Immigration is as old as the hills. Folk have moved since time immemorial in search of better lives and to escape war and poverty.
And so the current debate over immigration is nothing new either.
Nor is it just a UK issue. EU countries are currently at loggerheads too.
The Czech Republic imposed temporary border controls on Slovakia after a huge year-on-year increase in the numbers entering the country illegally – mainly young men from Syria.
Meanwhile Italy and France have had a diplomatic row over who should take 234 migrants rescued at sea and refused landing in Italy before being allowed to disembark at Toulon. Forty four of them were refused asylum and are to be deported.
Here in Dundee, immigration helped build the city’s fortunes.
By 1851 the population of Irish-born residents was 18.9%, greater even than Glasgow’s.
Only Liverpool in the UK had more folk hailing from the Emerald Isle.
Lochee was nicknamed Little Tipperary or Tip, because of the huge numbers of folk, the majority of them women, bringing their weaving skills from Ireland to find employment in the jute mills.

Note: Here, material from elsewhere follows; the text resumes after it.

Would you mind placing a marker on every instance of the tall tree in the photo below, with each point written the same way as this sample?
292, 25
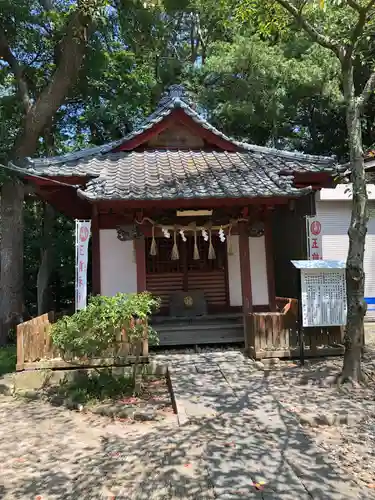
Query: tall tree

And it’s always been a two-way thing.
Scots and Irish have been at the forefront of emigration to America, Australia, Canada, and New Zealand.
Many of us will have friends and relations in those four countries.
UK policy on migrants is a shambles
The current furore over who can come and stay in the UK involves many elements.
And some of them are undoubtedly racist and bigoted.
But that’s no different from over a century ago when some Scots thought the newly arriving Irish were undermining their wages and conditions, leading to riots in some places.
In Dundee we were largely free from the sectarianism accompanying that immigration.
But in some attitudes to modern newcomers, many of the old hostilities are still evident.
The current asylum system to decide who is fleeing war and danger and can stay, and who is simply looking for a better economic future and must leave, is a shambles.
However, unless you think everyone who wishes to come here should be allowed to remain then some kind of system to decide who can and cannot is needed.
That will inevitably disappoint many hopefuls, but difficult decisions must be made.
The present migrant crisis is so great that it’s even causing some to suggest EU internal Freedom of Movement itself may be threatened unless it can get to grips with the problem.
Problems won’t just disappear
So how should any society cope with concerns over unlimited immigration and the potential stresses and strains on education, housing, and welfare systems?
There’s no proof that the numbers wanting to come to the UK will overwhelm us.
But many people are worried about the possibility of unchecked immigration.
And labelling them all as racists is simplistic. Especially when the accusation is aimed at communities bewildered by the pace of change around them.
The Tories and Labour say they want to stop people smugglers, the serious, organised criminals who are exploiting those dreaming of better lives.
The SNP says: “With independence we can build asylum and immigration systems geared to meet Scotland’s needs and founded on fairness and human rights.”
But what does that woolly statement mean?
Are we looking to adopt a points based system like Australia or an open doors one?
And would it be any more well-managed than the existing UK Government process, which is clearly chaotic and takes far too long to deal with those seeking asylum.
On one side of the debate are those who think we should accommodate permanently all of those who arrive.
On the other, some who are just hard of heart, but also those who know difficult choices are required. And that decisions will dash the hopes and dreams of some asylum seekers.
It’s a dilemma with no easy answers.
But it deserves a mature debate based on facts, not on fear-mongering and falsehoods.
Because this problem isn’t going away anytime soon.